I agree - I have added comment section to the beginning of the script -
could you please take a look at that comment and let me know if
it might appropriate clarify the purpose of this script ?
The updated webrev is available at
http://cr.opensolaris.org/~dambi/bug-15723-cr/
Delta webrev
http://cr.opensolaris.org/~dambi/bug-15723-cr-delta/

Your comment helps one understand the script quite a bit! Thank you. I'm concerned that sc_conv.ksh is not applicable for running on the server due to the concerns cited below.
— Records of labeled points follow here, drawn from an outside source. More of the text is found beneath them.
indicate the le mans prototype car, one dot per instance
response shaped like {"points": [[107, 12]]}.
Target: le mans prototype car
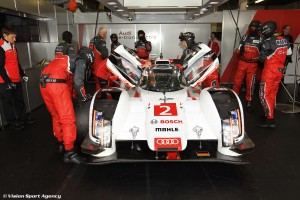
{"points": [[161, 116]]}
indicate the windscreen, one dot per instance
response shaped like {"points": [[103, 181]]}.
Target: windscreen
{"points": [[162, 78]]}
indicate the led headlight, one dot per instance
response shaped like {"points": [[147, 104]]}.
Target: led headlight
{"points": [[231, 128]]}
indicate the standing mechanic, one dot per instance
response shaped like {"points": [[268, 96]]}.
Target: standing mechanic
{"points": [[273, 54], [287, 35], [213, 78], [114, 42], [249, 51], [10, 81], [142, 46], [98, 45], [65, 47], [58, 98]]}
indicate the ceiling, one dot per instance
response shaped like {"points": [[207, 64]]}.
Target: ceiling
{"points": [[191, 9]]}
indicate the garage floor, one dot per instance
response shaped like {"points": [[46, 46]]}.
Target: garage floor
{"points": [[31, 166]]}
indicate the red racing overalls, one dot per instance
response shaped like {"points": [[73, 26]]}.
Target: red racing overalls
{"points": [[58, 100]]}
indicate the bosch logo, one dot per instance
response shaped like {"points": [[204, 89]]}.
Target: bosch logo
{"points": [[172, 141], [166, 129], [153, 121]]}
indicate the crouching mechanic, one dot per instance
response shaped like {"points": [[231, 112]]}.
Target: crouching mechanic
{"points": [[58, 98], [273, 54], [249, 51]]}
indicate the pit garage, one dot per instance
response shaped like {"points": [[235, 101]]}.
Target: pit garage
{"points": [[31, 167]]}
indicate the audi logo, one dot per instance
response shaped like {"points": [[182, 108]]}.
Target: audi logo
{"points": [[167, 141]]}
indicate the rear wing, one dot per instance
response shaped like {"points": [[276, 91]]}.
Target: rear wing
{"points": [[199, 64], [126, 67]]}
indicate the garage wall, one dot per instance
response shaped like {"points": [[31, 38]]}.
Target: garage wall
{"points": [[164, 37]]}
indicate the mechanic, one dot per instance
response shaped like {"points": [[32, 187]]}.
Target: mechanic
{"points": [[98, 45], [10, 81], [114, 42], [273, 53], [287, 35], [188, 43], [213, 78], [142, 46], [58, 99], [249, 51], [65, 47], [215, 44]]}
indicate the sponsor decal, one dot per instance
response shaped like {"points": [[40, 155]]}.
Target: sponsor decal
{"points": [[166, 129], [167, 143], [165, 109], [171, 121], [128, 35], [281, 42], [220, 89], [161, 99]]}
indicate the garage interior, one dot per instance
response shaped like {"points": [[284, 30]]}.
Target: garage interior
{"points": [[31, 165]]}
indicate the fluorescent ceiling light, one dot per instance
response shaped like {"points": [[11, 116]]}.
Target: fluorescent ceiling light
{"points": [[111, 3], [258, 1]]}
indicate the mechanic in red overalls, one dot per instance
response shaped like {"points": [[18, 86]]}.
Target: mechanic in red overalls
{"points": [[11, 92], [58, 98], [142, 46], [273, 53], [249, 51], [99, 67], [213, 79], [65, 47], [114, 42]]}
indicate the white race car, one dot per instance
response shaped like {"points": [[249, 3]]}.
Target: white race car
{"points": [[162, 116]]}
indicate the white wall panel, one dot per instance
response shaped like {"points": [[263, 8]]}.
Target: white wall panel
{"points": [[163, 37], [229, 32]]}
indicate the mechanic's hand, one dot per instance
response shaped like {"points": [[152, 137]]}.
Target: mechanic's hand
{"points": [[11, 86], [25, 78], [260, 64], [87, 98]]}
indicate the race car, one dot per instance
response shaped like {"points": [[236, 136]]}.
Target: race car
{"points": [[160, 115]]}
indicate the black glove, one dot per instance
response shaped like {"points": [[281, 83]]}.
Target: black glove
{"points": [[11, 86], [260, 64], [87, 98]]}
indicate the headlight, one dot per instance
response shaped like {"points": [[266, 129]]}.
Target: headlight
{"points": [[102, 129], [231, 128]]}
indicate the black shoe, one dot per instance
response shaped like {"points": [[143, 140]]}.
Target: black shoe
{"points": [[248, 106], [72, 157], [60, 147], [267, 123]]}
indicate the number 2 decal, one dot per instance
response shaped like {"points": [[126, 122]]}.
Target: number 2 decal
{"points": [[165, 109]]}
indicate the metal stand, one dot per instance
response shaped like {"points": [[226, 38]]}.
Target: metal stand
{"points": [[288, 108]]}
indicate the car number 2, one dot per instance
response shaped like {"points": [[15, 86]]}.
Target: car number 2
{"points": [[165, 109]]}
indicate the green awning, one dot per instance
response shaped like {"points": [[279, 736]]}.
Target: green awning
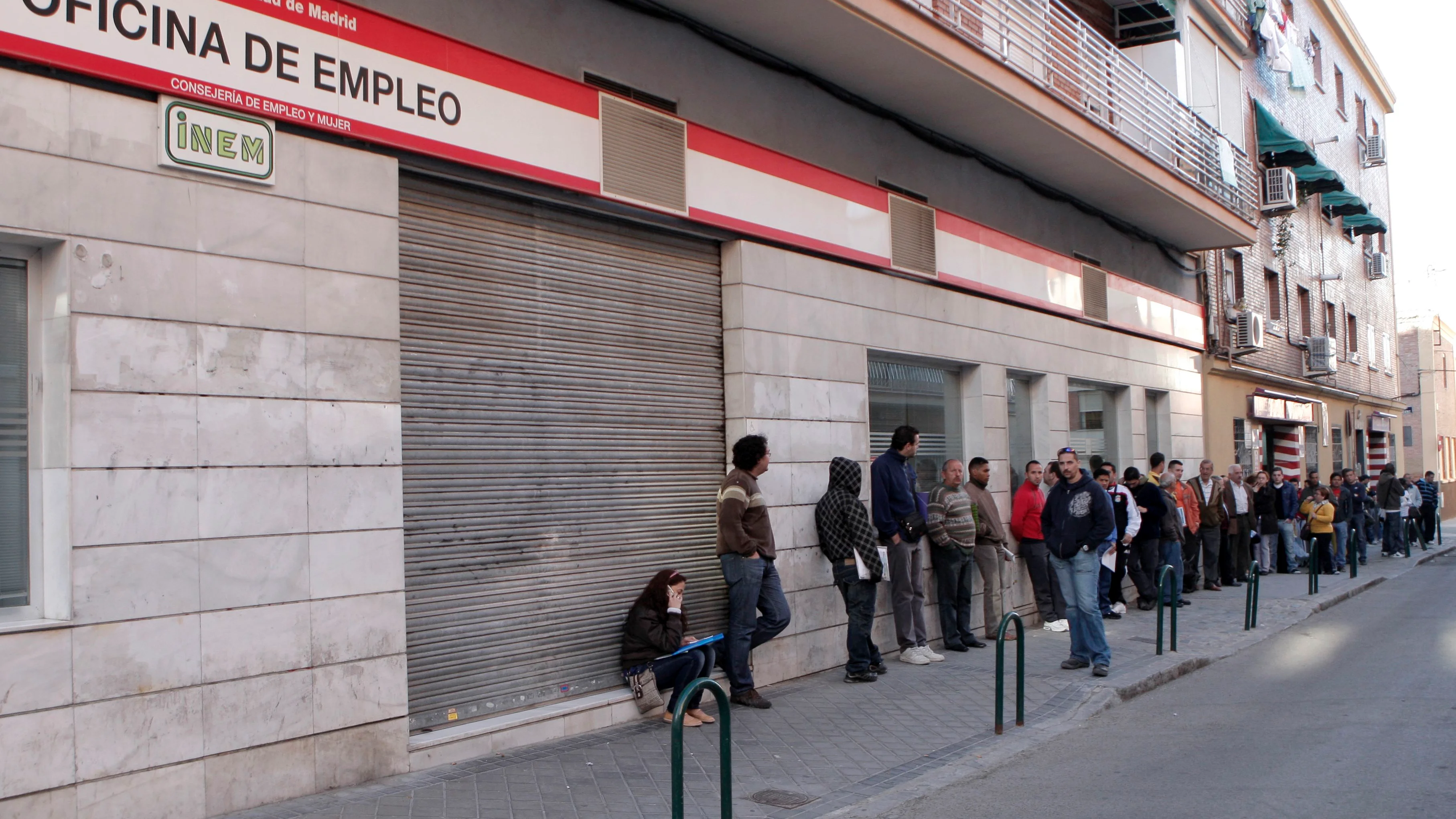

As far as utilizing XSLT for SC manifest conversion, while I can see
that XSLT is the solution for manipulating XML files in CUD,
I am not convinced that moving to XSLT in sc_conv.ksh is the right thing
to do at this point. sc_conv.ksh is tied to the existing infrastructure
which is going to be removed and replaced with the new one, thus I am
not sure it is worth to invest that effort. Why not to introduce
XSLT integrated with new CUD effort after it is fully exercised ?

The main reason to use XSLT is that it is XML compliant. For example, sc_conv.ksh breaks on the test case I provide called "sc.xml"[1] which publish-manifest(1) will happily accept from an admin.

If sc_conv.ksh is only to be used on the AI client than regular expressions and expecting a certain formatting to the XML is okay (as publish-manifest should somewhat reorder the XML on output[2]) but otherwise XML can be quite free-form with regards to whitespace and value ordering and it seems sc_conv.ksh breaks in these cases.

[1]: test-case which sc_conv.ksh fails on
http://cr.opensolaris.org/~clayb/SC_using_XSLT/test_cases/sc.xml

[2]: another test-case which sc_conv.ksh fails on (duplicate type and
     name attributes for the description element) which is post
     publish-manifest(1):
http://cr.opensolaris.org/~clayb/SC_using_XSLT/test_cases/default_reorder.xml

Also, looking at XSLT version, it is unnecessarily complex given
its goal. sc_conv.ksh is mostly targeted to the admins who will use it
to convert existing SC manifests. sc_conv.ksh in current form is
easy to understand which I believe is the advantage in case
some minor modifications are desired.

I see sc_conv's regular expressions to be very painful to catch possible errors in (certainly I've picked on a few but I might be missing more), versus reading the XSLT expressions from convert.xslt. XSLT is a nice formalized way for dealing with XML versus regular expressions which are highly nasty to correctly handle XML and quite complex.

I don't believe folks should need to modify the scripts we provide but I believe the extra verbosity of an XSLT stylesheet allows for far more ease of modification, in the unlikely event it is necessary.

I can see that this might be a good exercise to give XSLT a try,
but I would like to treat that separately, since XSLT is not something
we have appropriately exercised yet, thus might constitute the risk
I believe is not worth to undergo in this particular case.
If it seems plausible, do you think I could file separate bug for this ?

I believe xsltproc(1) which can use convert.xslt -- part of libxml2 has had far more users than our code and further the W3C has ratified XSLT 1.0 which we are here using; again the W3C XSLT standard has very likely had far more users than any code we've written for slim_source. Lastly, empirical testing shows the XSLT conversion to do as expected.

To be honest, I don't understand your concern about polluting our
gate with another shell script given the fact that it will be removed
when no longer needed (as soon as AI/DC manifest rework is integrated).

I would like to see us work towards our goals at all times and not just occasionally. Code live far longer than expected more often than not (e.g. why is libspmi still in our gate? ;) )

Please let me know what you think.

My parting thoughts would be that we should go with the expected, industry technology now and not later. That I believe, would be XSLT.